Mary Lacy (c. 1740 – 1801) was a British sailor, shipwright, and memoirist. She was arguably the first woman to have been given an exam and a pension from the British Admiralty as a shipwright.

== Early life ==
Lacy was born in Wickham, Kent, in 1740. She became a domestic servant at the age of twelve. In 1759, aged nineteen, Lacy ran away from home dressed as a boy. Using the name William Chandler, Lacy worked as a servant for a ship's carpenter of the Royal Navy. William was her father's name, and Chandler was her mother's maiden name.

Lacy then studied as an apprentice to be a shipwright in 1763, going on to successfully complete the apprenticeship. In 1770, she took her exam as a shipwright, arguably the first woman to have done so. In 1771, however, she was forced to stop working because of her rheumatism and applied for a pension from the Admiralty under her legal name, Mary Lacy, which was granted. She published her memoirs, The Female Shipwright, in 1773. This was reprinted by the National Maritime Museum in 2008.

== Later life ==
On 25 October 1772, at St Mary Abbots, Kensington, Mary Lacy married Josias Slade, a shipwright, of Deptford, Kent. That same year, Mary gave birth to her first child, Margaret Lacey Slade, who was baptized at St Nicholas, Deptford, Kent, on 29 August. Their other children were Josias Slade (1775–1777), Mary Slade (1777–1777), Josias Slade (1778–1781), Elizabeth Slade (1780–1780), and John Slade (born 1784).
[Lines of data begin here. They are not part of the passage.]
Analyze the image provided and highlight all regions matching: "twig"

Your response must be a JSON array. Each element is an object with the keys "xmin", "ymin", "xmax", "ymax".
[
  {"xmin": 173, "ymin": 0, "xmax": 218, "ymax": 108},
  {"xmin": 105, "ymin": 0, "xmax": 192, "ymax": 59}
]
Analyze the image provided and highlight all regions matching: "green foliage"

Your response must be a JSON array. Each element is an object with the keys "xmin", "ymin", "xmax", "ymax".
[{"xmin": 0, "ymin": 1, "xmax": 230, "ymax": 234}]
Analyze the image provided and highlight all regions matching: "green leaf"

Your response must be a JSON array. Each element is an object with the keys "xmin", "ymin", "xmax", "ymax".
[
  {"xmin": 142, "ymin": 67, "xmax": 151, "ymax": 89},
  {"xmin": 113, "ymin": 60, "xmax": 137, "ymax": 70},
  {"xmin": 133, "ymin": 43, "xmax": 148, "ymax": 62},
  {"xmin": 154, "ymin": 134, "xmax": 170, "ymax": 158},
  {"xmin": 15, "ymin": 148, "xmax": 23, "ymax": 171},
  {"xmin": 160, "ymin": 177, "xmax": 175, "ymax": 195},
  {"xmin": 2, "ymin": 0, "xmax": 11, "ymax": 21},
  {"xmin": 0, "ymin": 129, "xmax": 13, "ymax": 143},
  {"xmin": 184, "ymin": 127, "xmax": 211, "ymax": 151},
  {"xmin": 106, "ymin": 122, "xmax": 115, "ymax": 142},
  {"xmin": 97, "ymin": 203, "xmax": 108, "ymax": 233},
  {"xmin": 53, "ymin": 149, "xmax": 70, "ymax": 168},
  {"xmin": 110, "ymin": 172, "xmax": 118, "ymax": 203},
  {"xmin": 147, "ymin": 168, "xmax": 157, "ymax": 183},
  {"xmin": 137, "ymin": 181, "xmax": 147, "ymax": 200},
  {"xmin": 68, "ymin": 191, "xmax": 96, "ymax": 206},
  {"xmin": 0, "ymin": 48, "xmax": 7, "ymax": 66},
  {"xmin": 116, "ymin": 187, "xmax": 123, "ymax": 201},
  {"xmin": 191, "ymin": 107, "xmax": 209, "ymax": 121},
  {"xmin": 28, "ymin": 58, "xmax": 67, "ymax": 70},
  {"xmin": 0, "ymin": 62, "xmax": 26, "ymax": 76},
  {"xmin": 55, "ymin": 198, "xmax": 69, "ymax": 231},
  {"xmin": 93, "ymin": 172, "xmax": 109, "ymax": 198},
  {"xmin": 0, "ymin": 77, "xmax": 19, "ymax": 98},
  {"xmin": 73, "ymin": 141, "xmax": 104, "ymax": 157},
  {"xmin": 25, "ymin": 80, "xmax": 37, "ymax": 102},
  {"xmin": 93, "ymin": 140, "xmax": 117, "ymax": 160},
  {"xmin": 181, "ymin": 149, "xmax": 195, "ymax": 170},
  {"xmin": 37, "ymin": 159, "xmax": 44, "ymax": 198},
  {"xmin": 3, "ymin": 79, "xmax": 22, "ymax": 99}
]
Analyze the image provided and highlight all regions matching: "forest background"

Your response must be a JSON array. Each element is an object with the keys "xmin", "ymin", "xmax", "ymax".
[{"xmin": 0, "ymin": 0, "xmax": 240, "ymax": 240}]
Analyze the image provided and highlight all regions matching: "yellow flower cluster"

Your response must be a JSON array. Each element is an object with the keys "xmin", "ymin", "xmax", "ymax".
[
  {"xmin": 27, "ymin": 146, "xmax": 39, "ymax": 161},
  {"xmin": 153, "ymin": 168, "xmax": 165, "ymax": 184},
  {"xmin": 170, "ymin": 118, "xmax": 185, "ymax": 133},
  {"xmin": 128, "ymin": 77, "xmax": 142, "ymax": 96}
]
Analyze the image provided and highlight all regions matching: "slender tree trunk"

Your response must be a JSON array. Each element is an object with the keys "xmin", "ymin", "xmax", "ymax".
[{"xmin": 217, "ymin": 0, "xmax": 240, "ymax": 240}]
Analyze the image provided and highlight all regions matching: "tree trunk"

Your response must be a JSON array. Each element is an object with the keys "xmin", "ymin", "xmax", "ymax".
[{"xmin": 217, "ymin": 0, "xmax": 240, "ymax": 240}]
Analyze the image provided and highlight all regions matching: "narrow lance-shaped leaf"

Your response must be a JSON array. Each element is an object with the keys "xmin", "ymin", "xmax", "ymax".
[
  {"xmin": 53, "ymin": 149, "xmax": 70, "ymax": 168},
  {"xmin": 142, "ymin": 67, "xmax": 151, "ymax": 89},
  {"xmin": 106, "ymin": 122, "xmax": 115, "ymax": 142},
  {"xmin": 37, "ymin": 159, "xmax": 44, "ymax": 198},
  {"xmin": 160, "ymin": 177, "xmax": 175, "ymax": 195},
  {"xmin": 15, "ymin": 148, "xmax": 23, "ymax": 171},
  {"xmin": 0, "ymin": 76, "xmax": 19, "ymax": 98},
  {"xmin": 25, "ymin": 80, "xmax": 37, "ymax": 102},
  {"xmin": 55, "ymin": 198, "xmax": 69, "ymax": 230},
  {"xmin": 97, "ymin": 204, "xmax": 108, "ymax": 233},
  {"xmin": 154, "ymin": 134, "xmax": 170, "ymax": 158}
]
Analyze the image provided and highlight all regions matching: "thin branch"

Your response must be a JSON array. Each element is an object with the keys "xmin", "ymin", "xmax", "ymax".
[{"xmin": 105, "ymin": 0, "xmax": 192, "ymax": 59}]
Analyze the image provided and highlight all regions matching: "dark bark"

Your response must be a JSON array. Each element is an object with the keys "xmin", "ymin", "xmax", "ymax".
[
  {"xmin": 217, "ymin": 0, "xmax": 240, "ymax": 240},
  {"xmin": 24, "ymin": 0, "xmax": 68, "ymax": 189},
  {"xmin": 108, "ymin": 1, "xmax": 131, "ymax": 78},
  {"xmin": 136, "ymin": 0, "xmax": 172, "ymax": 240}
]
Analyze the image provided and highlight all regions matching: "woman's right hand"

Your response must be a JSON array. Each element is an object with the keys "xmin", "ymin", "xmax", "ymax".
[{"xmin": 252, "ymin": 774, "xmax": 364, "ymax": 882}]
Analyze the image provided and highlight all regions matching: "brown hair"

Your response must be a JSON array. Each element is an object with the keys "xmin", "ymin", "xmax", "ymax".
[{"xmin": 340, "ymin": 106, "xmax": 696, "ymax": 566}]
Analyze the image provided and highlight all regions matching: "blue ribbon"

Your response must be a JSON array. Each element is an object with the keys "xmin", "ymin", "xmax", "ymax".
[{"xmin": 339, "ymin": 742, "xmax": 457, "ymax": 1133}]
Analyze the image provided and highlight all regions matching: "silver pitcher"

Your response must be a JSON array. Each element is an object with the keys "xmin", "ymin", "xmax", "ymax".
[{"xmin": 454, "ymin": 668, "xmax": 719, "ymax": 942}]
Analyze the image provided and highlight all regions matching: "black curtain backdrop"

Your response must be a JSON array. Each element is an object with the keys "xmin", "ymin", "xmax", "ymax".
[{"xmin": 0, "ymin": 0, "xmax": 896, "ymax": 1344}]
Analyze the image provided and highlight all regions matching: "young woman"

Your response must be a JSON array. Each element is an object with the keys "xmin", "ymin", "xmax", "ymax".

In 1775, Mary petitioned for her husband to be granted a servant because of his 16 years' service as a shipwright. She had also applied unsuccessfully before Lord Sandwich for her husband to succeed Thomas Boyles, who lined the stuff for the Sawyers at the dockyard.

Mary died in 1801 and was buried at St Paul's, Deptford, Kent, on 3 May 1801. Her husband, Josias Slade, died in 1814 and was also buried at St Paul, Deptford, Kent, on 13 February 1814. In his will and codicil, he only mentions his son, John Slade, and daughter, Margaret, now wife of Joseph Ward (Margaret Lacey Ward died the following year and was buried at St Paul, Deptford, Kent, on 23 April 1815).

A chapter in Suzanne Stark's book Female Tars: Women Aboard Ship in the Age of Sail features Lacy's life in eighteenth-century England.